Unvollständiges Zitat in "seltsamer Wahlinformation"

Wien (HGPD/ÖGB) - "Als mich die Österreichische Hoteliervereinigung (ÖHV) um eine Stellungnahme für ihre Wahlcheckliste gebeten hat, habe ich diese natürlich gerne abgegeben - nicht ahnend, dass diese unvollständig und manipulativ verwendet wird", empört sich Rudolf Kaske, Vorsitzender der Gewerkschaft Hotel, Gastgewerbe, Persönlicher Dienst (HGPD). "Auch wenn ich in einigen Punkten mit ihren Vorschlägen nicht übereinstimme, finde ich diese Idee sehr innovativ und interessant," schrieb Kaske an die ÖHV. Beim Abdruck in der ÖHV-Broschüre blieb "diese Idee sehr innovativ" übrig. "Ich hoffe die Herren gestalten die Werbeprospekte für ihre Hotels nicht nach ähnlichen moralischen Prinzipien", wundert sich der Tourismusgewerkschafter.++++

"Ich finde es überhaupt ein wenig zweifelhaft, dass die ÖHV rund 30.000 HotelmitarbeiterInnen mit ihrer Nationalratswahlkampagne belästigt", erklärt der HGPD-Vorsitzende: "Meiner Einschätzung nach sind Tourismusbeschäftigte durchaus mündig genug, selbst zu entscheiden, für wen sie bei der Wahl ihr Kreuzerl machen. Und die meisten erkennen hoffentlich auch, dass die von der ÖHV propagierte Senkung der Lohnnebenkosten nur vorübergehend und nur vielleicht ein bisserl mehr im Börserl bringt. Auf lange Sicht ginge diese Senkung auf Kosten der ArbeitnehmerInnen."
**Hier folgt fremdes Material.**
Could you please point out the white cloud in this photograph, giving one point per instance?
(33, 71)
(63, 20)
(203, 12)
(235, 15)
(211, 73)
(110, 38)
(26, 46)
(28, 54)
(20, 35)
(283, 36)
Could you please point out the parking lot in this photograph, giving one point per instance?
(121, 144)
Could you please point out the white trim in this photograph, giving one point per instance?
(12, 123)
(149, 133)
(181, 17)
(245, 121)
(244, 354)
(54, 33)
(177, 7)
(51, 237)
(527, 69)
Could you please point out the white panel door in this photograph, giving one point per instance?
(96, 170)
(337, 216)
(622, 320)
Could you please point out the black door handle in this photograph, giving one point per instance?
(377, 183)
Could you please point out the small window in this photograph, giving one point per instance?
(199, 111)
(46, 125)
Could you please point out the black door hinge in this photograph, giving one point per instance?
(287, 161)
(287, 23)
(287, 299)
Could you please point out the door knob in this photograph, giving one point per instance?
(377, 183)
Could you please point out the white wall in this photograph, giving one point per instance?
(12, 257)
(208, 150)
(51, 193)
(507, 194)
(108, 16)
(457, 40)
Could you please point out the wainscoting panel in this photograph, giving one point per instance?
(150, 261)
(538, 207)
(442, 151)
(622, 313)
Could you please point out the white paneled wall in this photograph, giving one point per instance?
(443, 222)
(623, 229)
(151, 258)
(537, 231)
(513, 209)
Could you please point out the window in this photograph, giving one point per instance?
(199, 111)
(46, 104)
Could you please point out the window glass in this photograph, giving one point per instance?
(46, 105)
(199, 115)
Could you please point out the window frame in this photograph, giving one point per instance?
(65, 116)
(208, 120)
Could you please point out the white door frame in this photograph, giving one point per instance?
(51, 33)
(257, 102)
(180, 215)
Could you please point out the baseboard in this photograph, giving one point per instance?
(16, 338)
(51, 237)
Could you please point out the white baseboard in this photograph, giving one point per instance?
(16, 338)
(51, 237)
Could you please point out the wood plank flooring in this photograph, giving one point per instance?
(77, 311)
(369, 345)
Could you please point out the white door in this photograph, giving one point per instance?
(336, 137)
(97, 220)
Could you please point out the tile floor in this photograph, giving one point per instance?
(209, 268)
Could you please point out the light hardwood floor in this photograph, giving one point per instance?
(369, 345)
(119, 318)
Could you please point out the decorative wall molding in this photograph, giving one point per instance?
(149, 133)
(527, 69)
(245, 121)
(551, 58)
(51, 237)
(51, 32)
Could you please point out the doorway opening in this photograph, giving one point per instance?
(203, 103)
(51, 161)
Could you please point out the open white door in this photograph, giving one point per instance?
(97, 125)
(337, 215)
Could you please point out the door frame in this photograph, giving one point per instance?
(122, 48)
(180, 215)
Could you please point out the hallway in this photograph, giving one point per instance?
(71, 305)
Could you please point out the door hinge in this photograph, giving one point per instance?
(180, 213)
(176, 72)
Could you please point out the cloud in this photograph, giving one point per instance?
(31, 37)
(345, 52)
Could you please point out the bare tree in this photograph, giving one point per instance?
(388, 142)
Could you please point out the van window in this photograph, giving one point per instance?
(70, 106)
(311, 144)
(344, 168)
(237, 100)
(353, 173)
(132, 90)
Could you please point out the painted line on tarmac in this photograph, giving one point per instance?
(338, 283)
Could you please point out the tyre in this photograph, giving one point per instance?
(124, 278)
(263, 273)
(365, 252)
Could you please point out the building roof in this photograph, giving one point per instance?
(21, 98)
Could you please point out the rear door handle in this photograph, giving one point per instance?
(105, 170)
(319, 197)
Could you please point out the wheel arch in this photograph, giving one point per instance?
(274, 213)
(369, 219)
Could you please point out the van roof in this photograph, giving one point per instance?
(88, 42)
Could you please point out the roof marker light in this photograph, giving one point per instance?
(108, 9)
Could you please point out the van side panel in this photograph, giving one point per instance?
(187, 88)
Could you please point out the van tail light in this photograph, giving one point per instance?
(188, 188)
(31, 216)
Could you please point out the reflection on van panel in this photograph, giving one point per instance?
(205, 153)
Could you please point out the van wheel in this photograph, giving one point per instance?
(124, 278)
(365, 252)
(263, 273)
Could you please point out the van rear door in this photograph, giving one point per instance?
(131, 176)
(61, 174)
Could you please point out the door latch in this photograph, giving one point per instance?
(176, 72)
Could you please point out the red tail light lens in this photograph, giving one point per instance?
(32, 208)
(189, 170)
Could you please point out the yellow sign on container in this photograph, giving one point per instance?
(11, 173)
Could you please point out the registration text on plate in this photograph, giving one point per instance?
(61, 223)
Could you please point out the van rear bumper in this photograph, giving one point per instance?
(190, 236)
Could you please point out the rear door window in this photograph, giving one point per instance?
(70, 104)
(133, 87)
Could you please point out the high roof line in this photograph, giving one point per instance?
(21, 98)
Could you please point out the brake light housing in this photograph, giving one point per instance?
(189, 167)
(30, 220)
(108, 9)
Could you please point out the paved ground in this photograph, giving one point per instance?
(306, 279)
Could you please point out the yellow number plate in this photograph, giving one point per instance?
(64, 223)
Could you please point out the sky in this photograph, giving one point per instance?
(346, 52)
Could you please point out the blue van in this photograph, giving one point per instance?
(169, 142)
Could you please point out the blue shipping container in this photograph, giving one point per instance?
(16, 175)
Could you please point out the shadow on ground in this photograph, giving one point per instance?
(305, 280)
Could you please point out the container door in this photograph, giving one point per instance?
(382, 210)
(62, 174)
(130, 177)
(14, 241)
Kaske betont abschließend: "Wer mich kennt, weiß, dass ich die ÖHV als Partner und Denkwerkstatt der Arbeitgeber schätze. Doch die Herren sollen sich auf ihre Aufgabe als Interessenvertretung der Hoteliers konzentrieren und nicht weiter versuchen, für die Beschäftigten zu denken. Vor allem bitte ich aber um Ehrlichkeit und Fairness statt plumper Manipulation."